Yes, no bike designers ever use graphs to help them...
Doesn't it depend what sprocket you are in at the back as well though? I (try to) read some of these graphs and hear people saying that the bike will be better with a 28T than a 32T chainring, but in practice you may be riding with a different rear sprocket (to get the same gear).
Its the chainline relative to the main pivot point that's important, not the gearing. Look a some older single pivot DH bikes and see how the pivot position has moved as people started using smaller chain rings.
Could you break down some of those servicing costs?
Never understood the massive prices for servicing shocks.How long does it actually take a professional and how much profit are you trying to achieve on one shock service?
I always feel like shock service companies are ripping off the fellow mountain bikers.. bit like charging someone £22 for an Ice cream because rent and business rates are high. I'm usually wrong so happy to here what your genuine figures are.Just out of interest and as we are all part of this generous little community
So out of interest, how would you expect a business to pay for their rent, business rates and tools other than from the sales of their product and service?
Doug don't get all defensive.. I expect those things to come from a percentage of the charges to the customer obviously.
I have always felt that suspension shock servicing companies are ripping off fellow mtb'ers with over charging of a simple job using simple tools in low cost units, I tend to avoid them for these reasons as I am careful with my money (though I always tip if I feel a price is fair 8) )
I would be interested to understand the numbers from fellow STW users/shock service companies, (I only asked on this thread because people were promoting their business here.)

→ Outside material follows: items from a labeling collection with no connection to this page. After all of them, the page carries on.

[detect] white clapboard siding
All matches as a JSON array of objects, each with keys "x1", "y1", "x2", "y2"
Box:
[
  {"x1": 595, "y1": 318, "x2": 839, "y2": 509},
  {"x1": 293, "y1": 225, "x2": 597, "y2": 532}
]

I'm happy for someone to earn a decent living but in my mind shock servicing hourly labour charges must be very very high and based on a very low amount of servicing per year.
Low cost tools
Low cost parts
Low cost workshop
warranty and returns are low
Quick work =
£85 service?? even for reverbs..
How long does it actually take a professional and what is the projected profit on each service and based on what sort of numbers per year? No reason to be shy we're all friends here.
I would definitely be more inclined to use these companies if I understood the figures more because I hate the feeling of paying over a fair price.
A lot of it is based on the amount of time going in to a job. When you've got a shock going back with problems, it could need to checked in a water bath for leaks to make sure issues are resolved by replacing seals and there's not worse issues. This won't need to be done on every service. Now, sure, this could mean there's services which cost 40 quid and others that cost 120 but it's easier for the consumer to understand a single 85 quid figure. I suspect most of that difference is in time rather than parts though.
And reverbs, I'd argue warranty returns are high, because the damn things never stay working that long.
No reason to be shy we're all friends here.